When 3-PBD was added to the working solution, the current of the oxidation peak increased linearly and proportionally to the concentration ranging from 5 to 50 µM (Figure 6a), following the equation I_(mA) = 7.4 × 10⁻³ c + 3.0 × 10⁻⁴ [µM] with a correlation coefficient of 0.975 (Figure 6b).

Our electrochemical setup exhibited a sensitivity of 7.4 × 10⁻³ mA/µM, a limit of detection (LOD) and quantification (LOQ) of 0.061 ± 0.002 and 2.02 ± 0.001 µM, respectively. These results suggest that our device can be used to detect pyrethroids in different natural samples, such as rivers, fish, and sediments [3] since the maximum and minimum concentrations reported to date were 2.38 mM in fish and 0.439 µM in drinking water from India [3]. This method’s analytical parameters are comparable with those obtained employing different biosensing strategies, as presented in

Table 2. Analytical strategies for detection of pyrethroids metabolites.

Strategies	Element of Recognition	Analyte	Limit of Detection (µM)	Reference
Colorimetric	Molecularly imprinted polymers	3-PBD	0.262	[22]
Electrochemical	Laccase enzyme	3-PBD	0.061	This work
Photoluminescence	Mn-doped ZnS quantum dots	3-PBA	0.117	[46]
Microarray immunoassay	antibodies	3-PBA	0.007	[24]
Colloidal gold-based lateral flow immunoassay	antibodies	3-PBA	5.04	[47]

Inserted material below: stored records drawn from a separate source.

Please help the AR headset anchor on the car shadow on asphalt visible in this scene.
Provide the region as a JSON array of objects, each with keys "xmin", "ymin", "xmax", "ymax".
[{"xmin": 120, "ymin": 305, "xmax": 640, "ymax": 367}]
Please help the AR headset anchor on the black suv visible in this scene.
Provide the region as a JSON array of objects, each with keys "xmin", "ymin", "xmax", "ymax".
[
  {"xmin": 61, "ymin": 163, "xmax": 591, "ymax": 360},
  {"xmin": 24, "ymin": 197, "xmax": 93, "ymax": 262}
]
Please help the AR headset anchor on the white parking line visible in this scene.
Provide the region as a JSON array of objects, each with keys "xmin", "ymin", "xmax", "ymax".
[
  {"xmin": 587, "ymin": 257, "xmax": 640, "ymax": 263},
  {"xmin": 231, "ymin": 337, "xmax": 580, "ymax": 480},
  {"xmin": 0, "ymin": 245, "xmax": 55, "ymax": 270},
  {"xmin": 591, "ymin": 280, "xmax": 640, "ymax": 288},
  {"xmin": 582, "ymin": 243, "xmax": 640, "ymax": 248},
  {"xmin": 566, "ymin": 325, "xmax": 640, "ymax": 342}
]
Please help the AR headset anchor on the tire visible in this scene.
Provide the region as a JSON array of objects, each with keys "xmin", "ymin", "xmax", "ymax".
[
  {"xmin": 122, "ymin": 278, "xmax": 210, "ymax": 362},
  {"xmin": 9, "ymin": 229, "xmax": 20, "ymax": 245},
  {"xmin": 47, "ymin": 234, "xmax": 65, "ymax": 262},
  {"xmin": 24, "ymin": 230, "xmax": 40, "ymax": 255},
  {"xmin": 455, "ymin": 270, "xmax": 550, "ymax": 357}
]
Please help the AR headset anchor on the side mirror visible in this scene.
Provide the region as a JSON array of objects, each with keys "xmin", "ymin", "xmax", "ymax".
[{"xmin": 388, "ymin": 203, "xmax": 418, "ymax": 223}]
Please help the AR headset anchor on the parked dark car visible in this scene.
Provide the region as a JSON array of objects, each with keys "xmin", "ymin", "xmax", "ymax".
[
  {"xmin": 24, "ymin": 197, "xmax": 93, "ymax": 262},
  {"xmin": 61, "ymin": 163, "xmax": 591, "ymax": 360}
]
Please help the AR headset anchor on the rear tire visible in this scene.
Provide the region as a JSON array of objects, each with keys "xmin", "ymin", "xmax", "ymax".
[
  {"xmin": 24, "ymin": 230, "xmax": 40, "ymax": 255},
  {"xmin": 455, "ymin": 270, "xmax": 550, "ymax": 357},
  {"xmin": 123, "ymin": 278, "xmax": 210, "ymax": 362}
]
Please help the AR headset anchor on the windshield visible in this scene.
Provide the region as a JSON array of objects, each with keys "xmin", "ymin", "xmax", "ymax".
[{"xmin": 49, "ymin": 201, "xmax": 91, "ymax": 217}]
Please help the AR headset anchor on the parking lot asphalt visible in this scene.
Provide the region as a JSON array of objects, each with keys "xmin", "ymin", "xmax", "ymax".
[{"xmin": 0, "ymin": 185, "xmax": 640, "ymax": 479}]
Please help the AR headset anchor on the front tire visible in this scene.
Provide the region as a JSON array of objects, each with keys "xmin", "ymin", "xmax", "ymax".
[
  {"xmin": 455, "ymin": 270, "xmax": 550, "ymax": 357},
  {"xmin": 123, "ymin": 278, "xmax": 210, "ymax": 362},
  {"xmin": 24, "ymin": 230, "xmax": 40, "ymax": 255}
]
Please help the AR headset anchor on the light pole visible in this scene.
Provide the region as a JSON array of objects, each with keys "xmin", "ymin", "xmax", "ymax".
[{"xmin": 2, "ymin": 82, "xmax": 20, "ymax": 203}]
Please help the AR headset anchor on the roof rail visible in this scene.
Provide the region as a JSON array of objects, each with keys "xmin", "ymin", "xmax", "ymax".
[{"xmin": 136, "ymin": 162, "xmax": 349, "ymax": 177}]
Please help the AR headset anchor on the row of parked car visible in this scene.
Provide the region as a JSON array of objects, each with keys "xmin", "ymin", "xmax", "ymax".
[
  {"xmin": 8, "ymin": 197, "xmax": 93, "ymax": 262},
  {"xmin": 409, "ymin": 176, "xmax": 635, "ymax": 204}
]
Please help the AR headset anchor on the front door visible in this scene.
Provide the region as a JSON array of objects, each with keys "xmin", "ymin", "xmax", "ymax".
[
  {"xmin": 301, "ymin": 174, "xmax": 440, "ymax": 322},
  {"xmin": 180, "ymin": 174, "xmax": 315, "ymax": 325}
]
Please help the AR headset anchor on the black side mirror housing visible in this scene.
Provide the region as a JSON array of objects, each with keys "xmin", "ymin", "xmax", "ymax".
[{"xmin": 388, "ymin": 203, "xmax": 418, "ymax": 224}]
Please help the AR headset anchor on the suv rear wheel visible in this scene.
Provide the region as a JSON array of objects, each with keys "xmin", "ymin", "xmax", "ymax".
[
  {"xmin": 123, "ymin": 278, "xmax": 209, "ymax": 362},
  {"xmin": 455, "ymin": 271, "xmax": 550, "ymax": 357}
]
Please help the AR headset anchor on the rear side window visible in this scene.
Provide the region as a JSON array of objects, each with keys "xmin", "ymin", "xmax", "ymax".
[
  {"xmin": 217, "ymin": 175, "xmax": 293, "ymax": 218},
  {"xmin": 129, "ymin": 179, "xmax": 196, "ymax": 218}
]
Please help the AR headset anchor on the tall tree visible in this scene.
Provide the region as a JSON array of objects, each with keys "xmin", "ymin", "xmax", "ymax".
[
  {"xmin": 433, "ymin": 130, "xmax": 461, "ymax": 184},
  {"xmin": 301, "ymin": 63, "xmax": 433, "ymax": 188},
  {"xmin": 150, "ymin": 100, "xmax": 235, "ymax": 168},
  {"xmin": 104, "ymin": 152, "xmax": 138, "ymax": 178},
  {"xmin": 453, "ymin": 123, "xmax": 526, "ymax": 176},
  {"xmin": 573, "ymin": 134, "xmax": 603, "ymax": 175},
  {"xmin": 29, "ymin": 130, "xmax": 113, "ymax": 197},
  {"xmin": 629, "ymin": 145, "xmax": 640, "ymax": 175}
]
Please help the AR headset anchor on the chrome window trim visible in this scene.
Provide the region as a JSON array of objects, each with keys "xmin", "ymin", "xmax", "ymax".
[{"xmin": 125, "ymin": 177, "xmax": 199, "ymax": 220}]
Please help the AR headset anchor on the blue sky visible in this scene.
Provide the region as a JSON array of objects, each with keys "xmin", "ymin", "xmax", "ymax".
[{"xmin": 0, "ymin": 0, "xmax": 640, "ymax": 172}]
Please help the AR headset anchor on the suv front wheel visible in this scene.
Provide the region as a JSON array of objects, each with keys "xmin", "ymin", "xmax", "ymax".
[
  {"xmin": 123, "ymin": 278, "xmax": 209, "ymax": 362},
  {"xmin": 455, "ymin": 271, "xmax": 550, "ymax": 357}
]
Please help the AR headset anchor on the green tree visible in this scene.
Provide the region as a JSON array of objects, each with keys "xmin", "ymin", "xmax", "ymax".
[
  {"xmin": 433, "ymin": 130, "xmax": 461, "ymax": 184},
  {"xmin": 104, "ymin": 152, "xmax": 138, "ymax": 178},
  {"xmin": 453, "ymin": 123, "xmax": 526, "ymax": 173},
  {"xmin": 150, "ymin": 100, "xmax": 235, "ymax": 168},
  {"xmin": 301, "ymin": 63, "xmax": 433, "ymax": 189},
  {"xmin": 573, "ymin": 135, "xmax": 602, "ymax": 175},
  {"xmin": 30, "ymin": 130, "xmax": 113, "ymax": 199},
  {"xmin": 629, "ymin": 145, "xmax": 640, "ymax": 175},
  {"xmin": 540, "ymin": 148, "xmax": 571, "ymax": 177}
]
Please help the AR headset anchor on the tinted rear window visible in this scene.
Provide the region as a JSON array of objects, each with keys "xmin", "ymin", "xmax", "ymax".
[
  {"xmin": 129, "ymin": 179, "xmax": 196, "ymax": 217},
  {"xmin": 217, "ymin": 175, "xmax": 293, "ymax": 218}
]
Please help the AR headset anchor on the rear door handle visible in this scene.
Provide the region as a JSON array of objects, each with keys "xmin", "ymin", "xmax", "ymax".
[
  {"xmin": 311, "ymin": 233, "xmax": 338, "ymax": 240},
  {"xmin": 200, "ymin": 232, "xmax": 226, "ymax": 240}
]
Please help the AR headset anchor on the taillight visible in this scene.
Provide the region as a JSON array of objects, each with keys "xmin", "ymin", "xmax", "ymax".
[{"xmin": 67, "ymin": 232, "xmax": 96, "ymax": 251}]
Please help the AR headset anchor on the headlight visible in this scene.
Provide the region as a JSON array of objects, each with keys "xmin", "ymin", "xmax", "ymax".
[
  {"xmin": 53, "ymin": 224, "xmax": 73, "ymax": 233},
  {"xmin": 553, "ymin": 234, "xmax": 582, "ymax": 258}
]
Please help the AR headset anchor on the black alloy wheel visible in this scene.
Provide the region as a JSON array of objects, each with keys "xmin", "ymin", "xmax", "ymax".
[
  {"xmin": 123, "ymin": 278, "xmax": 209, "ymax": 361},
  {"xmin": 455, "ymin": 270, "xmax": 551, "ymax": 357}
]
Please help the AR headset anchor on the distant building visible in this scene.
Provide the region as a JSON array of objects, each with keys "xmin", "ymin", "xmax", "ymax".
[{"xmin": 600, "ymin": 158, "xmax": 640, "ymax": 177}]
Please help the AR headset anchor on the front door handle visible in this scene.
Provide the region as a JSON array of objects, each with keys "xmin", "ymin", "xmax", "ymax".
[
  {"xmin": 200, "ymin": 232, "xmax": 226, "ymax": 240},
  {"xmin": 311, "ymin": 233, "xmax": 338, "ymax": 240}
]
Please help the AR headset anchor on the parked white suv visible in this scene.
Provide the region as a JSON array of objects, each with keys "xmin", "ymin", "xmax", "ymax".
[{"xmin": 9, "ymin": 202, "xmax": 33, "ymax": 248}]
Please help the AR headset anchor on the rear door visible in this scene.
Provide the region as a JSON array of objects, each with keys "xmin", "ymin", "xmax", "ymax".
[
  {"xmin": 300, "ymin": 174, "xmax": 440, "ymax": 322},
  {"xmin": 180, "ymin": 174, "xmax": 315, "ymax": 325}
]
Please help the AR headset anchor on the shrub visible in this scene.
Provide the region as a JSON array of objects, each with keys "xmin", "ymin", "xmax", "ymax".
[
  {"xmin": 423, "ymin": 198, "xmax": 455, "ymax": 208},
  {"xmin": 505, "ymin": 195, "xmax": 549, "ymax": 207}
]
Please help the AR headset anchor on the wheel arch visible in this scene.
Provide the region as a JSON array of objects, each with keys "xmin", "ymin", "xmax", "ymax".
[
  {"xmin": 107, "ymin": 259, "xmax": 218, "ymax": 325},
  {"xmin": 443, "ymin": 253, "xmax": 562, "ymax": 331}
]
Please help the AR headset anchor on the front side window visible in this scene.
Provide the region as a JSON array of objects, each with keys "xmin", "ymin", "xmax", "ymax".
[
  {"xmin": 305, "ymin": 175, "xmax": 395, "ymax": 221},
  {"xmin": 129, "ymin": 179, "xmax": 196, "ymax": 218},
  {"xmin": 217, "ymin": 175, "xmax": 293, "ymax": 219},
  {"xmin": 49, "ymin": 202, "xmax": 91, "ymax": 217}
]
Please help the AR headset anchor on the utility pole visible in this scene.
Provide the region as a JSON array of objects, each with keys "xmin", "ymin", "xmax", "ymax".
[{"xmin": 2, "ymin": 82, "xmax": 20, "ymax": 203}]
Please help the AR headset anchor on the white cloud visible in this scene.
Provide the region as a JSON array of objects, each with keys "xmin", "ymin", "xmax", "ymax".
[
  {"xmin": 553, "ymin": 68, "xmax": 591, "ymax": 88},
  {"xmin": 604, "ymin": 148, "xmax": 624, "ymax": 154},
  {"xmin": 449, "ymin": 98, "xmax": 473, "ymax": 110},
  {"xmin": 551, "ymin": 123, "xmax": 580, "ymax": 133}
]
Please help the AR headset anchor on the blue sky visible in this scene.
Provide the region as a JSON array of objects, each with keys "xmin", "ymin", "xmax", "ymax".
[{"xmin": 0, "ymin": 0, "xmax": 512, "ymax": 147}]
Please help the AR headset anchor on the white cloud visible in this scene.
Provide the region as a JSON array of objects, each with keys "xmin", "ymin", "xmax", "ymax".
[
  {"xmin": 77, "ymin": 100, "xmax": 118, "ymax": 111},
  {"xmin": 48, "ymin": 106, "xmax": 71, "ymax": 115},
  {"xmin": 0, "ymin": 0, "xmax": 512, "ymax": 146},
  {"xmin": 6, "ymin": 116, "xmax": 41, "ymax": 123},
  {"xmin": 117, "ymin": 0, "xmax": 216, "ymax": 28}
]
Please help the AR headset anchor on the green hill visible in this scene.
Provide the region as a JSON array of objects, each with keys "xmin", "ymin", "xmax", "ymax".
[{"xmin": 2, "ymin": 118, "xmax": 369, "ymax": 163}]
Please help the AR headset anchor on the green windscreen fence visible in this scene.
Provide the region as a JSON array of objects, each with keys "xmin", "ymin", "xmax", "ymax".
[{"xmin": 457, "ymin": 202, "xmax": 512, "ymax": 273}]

3-PBD: 3-Phenoxybenzaldehyde; 3-PBA: 3-Phenoxybenzoic acid.

.

Overall, laccase proved to be feasible to monitor the presence of the biomarker 3-PBD in a concentration range that corresponds to the natural occurrence of pyrethroid pesticides. However, despite promising results, it is essential to continue developing this technology to confirm the method’s robustness and determine the selective detection of 3-BD. Furthermore, future work should focus on validation testing on real samples.

4. Conclusions

In summary, a hybrid thin-film consisting of laccase immobilized onto a gold surface was designed as an electrochemical approach for the detection of metabolite pyrethroid 3-Phenoxybenzaldehyde. Under the tested conditions, the Lac-Au electrode was applied for detecting 3-PBD with a linear range of 5 μM to 50 μM and a low limit of detection of 0.061 μM. The analytical performance of the approach method proposed here meets the concentration of pyrethroids detected in real environments, offering a potential alternative to monitoring the pyrethroid insecticides’ presence. The gathered results shed light on the possible use of the laccase enzyme as a recognition element prospect in the field for analysis of pyrethroids exposure. Nevertheless, the provided method is treated as an initial stage towards further investigations within the optimization and validation of the electrochemical analysis.